Toch was Rotterdam in de late zeventiende eeuw een overslagplaats van ideeën en boeken. Hier werd destijds de band losgemaakt tussen moraal en religie: ongelovigen konden voortaan fatsoenlijke burgers zijn. In het huis van de Quaker, bankier, handelaar en boekenverzamelaar Furley kwamen Locke en graaf Shaftesbury discussiëren in de filosofische Sociëteit De Lantaarn. Ook Bayle moet er over de Maas uitgekeken hebben naar het toen nog idyllische eiland Feyenoord. De Fries Bernard Mandeville ging nog verder in De Lantaarn: publiek welzijn en economische welvaart berustten volgens hem op egoïsme, op hebzucht van het individu. Hij zou, uitgeweken naar Engeland, in zijn Fable of the Bees de stelling uitwerken als ‘Private vices, public benefits’.

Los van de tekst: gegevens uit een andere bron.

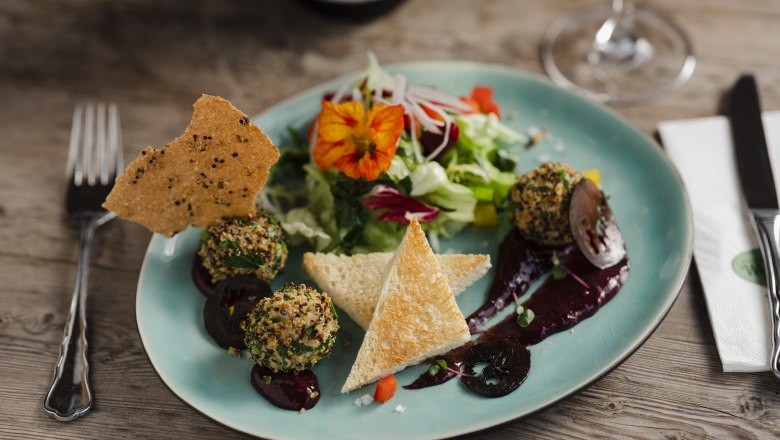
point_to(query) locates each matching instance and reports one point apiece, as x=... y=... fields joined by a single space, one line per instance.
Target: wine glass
x=618 y=55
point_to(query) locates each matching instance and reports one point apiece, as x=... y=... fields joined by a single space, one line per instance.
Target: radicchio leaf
x=400 y=208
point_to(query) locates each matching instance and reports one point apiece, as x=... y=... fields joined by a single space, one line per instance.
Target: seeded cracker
x=213 y=170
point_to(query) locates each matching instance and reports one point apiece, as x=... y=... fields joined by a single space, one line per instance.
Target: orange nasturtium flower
x=481 y=101
x=359 y=143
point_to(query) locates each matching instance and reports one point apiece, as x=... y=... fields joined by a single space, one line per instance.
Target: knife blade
x=758 y=187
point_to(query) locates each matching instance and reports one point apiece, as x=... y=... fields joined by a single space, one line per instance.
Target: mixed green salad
x=381 y=151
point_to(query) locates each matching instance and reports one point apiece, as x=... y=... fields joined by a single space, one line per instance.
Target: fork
x=94 y=161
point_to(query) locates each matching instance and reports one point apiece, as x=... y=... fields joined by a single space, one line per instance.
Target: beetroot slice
x=594 y=226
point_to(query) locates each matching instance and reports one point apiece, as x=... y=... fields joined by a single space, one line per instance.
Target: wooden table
x=154 y=58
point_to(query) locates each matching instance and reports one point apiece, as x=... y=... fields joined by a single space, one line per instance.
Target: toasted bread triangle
x=416 y=316
x=355 y=281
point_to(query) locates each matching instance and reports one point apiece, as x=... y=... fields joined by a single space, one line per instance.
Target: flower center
x=363 y=138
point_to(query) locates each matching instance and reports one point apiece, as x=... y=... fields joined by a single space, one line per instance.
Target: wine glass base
x=665 y=60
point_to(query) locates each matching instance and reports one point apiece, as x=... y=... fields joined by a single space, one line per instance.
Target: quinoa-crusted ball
x=292 y=330
x=540 y=203
x=243 y=246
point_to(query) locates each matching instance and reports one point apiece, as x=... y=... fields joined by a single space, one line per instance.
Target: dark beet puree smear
x=287 y=390
x=558 y=304
x=520 y=263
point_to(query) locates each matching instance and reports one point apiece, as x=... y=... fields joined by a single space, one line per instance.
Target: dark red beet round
x=593 y=226
x=231 y=301
x=507 y=367
x=293 y=391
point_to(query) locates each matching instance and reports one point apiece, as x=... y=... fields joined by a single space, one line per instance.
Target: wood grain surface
x=155 y=57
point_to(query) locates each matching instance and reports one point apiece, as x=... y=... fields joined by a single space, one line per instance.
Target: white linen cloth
x=703 y=152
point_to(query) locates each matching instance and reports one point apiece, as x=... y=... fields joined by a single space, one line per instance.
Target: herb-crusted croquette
x=540 y=203
x=243 y=246
x=292 y=330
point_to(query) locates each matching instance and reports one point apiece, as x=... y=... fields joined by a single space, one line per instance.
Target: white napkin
x=739 y=309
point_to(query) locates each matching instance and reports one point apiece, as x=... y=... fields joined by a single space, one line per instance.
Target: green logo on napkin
x=750 y=266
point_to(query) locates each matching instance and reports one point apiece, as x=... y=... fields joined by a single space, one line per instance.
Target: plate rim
x=624 y=354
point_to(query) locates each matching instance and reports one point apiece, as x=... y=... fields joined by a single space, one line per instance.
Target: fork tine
x=87 y=153
x=101 y=145
x=115 y=141
x=73 y=170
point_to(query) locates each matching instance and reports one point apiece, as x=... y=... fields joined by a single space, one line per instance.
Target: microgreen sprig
x=440 y=365
x=524 y=316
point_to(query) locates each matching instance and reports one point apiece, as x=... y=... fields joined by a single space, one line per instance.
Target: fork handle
x=70 y=395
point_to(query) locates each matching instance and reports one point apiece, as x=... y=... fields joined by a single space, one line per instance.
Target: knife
x=758 y=186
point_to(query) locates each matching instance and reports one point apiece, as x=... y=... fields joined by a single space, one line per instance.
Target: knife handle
x=767 y=224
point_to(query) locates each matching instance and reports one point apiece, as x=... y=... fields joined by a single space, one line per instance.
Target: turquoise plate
x=645 y=193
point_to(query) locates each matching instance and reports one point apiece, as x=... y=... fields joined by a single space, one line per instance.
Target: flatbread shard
x=213 y=170
x=355 y=281
x=416 y=317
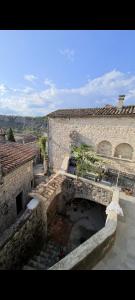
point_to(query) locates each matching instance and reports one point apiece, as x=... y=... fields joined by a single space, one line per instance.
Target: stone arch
x=125 y=150
x=104 y=148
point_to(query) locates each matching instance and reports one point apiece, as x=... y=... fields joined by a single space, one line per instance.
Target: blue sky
x=45 y=70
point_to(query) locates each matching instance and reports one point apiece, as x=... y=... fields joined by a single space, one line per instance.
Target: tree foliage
x=10 y=135
x=87 y=160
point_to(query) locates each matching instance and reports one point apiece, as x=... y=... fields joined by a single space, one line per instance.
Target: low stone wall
x=17 y=181
x=87 y=255
x=21 y=240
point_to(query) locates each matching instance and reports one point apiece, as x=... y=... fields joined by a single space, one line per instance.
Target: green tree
x=87 y=161
x=10 y=135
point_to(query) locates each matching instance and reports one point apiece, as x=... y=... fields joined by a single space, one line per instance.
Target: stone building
x=16 y=181
x=2 y=135
x=111 y=130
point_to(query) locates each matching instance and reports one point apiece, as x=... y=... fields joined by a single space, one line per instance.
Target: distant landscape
x=35 y=125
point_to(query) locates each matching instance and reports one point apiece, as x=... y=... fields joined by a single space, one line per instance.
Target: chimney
x=2 y=135
x=120 y=101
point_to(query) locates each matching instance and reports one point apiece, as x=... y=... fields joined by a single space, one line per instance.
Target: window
x=19 y=205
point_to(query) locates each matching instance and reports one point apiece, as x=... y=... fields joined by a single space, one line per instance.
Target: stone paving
x=122 y=254
x=47 y=257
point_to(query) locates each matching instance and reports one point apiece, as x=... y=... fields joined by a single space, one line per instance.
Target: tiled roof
x=13 y=155
x=27 y=139
x=92 y=112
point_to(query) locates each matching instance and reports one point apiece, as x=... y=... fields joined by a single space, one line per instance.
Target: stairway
x=48 y=256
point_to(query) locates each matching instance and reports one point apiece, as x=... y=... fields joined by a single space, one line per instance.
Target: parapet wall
x=21 y=240
x=87 y=255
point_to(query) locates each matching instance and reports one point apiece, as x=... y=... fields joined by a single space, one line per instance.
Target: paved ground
x=122 y=254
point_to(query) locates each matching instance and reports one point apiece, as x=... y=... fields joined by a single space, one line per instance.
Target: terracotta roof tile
x=93 y=112
x=13 y=155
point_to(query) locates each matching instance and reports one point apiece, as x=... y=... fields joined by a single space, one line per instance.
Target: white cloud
x=3 y=89
x=68 y=53
x=95 y=92
x=30 y=77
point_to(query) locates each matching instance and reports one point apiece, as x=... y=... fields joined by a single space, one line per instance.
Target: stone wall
x=91 y=131
x=14 y=183
x=22 y=239
x=64 y=187
x=19 y=242
x=87 y=255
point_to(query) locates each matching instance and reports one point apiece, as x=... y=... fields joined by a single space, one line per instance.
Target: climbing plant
x=87 y=161
x=10 y=135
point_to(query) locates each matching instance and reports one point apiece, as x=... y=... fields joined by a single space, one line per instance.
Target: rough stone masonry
x=111 y=130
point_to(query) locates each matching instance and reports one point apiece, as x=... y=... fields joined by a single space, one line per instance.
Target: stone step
x=32 y=263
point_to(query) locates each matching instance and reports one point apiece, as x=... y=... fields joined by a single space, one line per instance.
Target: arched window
x=104 y=148
x=124 y=150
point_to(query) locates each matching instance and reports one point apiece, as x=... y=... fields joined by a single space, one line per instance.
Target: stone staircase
x=48 y=256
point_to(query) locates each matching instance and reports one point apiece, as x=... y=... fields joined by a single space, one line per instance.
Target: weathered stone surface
x=14 y=183
x=93 y=131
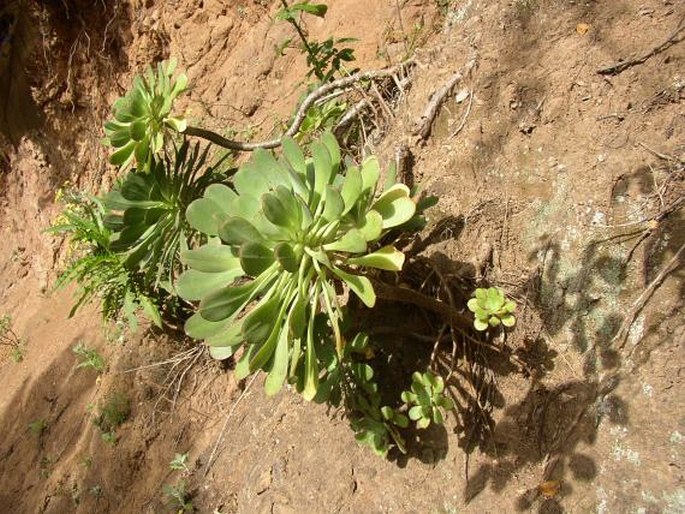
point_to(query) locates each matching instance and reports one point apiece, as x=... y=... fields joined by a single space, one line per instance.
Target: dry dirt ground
x=564 y=186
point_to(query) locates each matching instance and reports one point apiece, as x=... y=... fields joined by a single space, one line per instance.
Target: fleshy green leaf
x=372 y=226
x=205 y=215
x=322 y=167
x=360 y=285
x=294 y=156
x=333 y=204
x=387 y=258
x=480 y=325
x=238 y=231
x=286 y=257
x=276 y=212
x=260 y=322
x=225 y=302
x=508 y=320
x=195 y=285
x=198 y=327
x=124 y=155
x=395 y=206
x=351 y=189
x=255 y=258
x=352 y=241
x=211 y=259
x=279 y=367
x=370 y=173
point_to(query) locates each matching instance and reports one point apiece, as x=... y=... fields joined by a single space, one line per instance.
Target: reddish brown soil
x=553 y=161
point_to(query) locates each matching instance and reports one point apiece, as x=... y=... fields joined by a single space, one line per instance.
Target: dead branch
x=228 y=416
x=639 y=304
x=311 y=99
x=403 y=295
x=463 y=120
x=619 y=67
x=425 y=123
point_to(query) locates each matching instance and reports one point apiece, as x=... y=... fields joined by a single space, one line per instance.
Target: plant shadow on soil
x=57 y=400
x=550 y=423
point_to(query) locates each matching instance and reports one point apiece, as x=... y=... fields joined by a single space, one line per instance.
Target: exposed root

Rotterdam heeft deze stelling waargemaakt. Hier wordt hard gewerkt en handel gedreven, brutaal gekocht en verkocht. Een overdekte winkelstraat heet er open en bloot ‘Koopgoot’.
Ferdinand Bordewijk (1884-1965) heeft in zijn roman Karakter de stad perfect opgeroepen. Aan het einde van de roman loopt de jonge advocaat Katadreuffe en zijn geliefde juffrouw Te George, inmiddels mevrouw Telger, langs de Rotterdamse haven: ‘Als roerdompen langs het moeras staken de hefkranen aan de kaden hun snavels schuins omhoog, onbeweeglijk, maar kijk, daar zag men ze draaien, bukken, en pikken uit de voorraden die op het water dreven. Zo ver het oog ging, links en rechts, een stad in beweging, het water een lichtende lopende band. ‘Het stiefkind onder onze grote steden’, zei hij. ‘En toch het beste en het fierste. Bent u het niet met me eens?’ ‘Ik vind Amsterdam nóg mooier’, zei ze. ‘Nee’, zei hij, ‘ik niet’. ‘Rotterdam vind ik ónze stad. Juist omdat ze niet speciaal Nederlands is. Amsterdam is onze nationale stad, Rotterdam onze internationale. Ik voel voor het internationale, daarom voel ik voor deze stad. En dat stempel heeft hij gekregen van de zee, want de zee gaat over de grenzen, de zee is op de wereld de enige werkelijke kosmopoliet.’ ‘U wordt een denker of een dichter’, zei ze, en glimlachte ernstig. ‘Nee’, zei hij, ‘ik moet u alweer tegenspreken. Ik denk niet meer dan nodig is voor mijn daden, ik ben voor dichter te nuchter.’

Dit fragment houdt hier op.